Can anyone tell me why this is happening?
The page is at <snip>
[edited by: Woz at 1:01 am (utc) on Aug. 3, 2003]
[edit reason] No URLs please, see TOS#13 [/edit]
There is a section of a major daily newspaper that gets the same ads I do. They also get the PSAs.
I've been with Adsense for about 7 weeks and I'm also seeing a lot of PSAs since yesterday.
Panic not. I wouldn't be too surprised if things were fairly quiet now until mid-September.
There is a section of a major daily newspaper that gets the same ads I do. They also get the PSAs.
I see PSAs all time in WASHINGTON POST articles. Still, a PSA is better than the ads for signature machines and electronic signature systems that I saw in a POST article on the California gubernatorial recall petition. :-)
If you see a lot of PSAs on your site, that could simply mean that either your site or the specific pages aren't likely to attract targeted AdWords/AdSense ads. And if that's the reason why PSAs are appearing, you need to decide whether it would make more sense to feature other types of ads or affiliate links on those pages. (A page about U.S. imperialism in the Philippines probably wouldn't attract AdSense ads, but it might be able to sell an occasional book on that topic through Amazon.com.)
In the case of THE WASHINGTON POST, it would make far more sense for the newspaper to include the ad code in the travel section, on food pages, in car reviews, etc. than to slap it on pages that don't attract ads--or, just as important, where readers aren't likely to be in a buying mood. (How many people are looking to buy a widget when they're reading about people getting killed in Iraq?)

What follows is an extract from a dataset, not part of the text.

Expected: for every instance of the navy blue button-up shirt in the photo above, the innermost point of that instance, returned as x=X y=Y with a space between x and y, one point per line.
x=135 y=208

AdSense's real strength is in supplying ads for niche topics that attract people who buy related goods and services. Sites that do well with AdSense are likely to be the online equivalent of hobby, craft, trade, and other special-interest magazines--not the online equivalent of THE WASHINGTON POST, NBC, or PEOPLE Magazine. In that respect, AdSense is a lot like affiliate programs: The more targeted the page and the audience are, the more likely it is that readers will click and buy.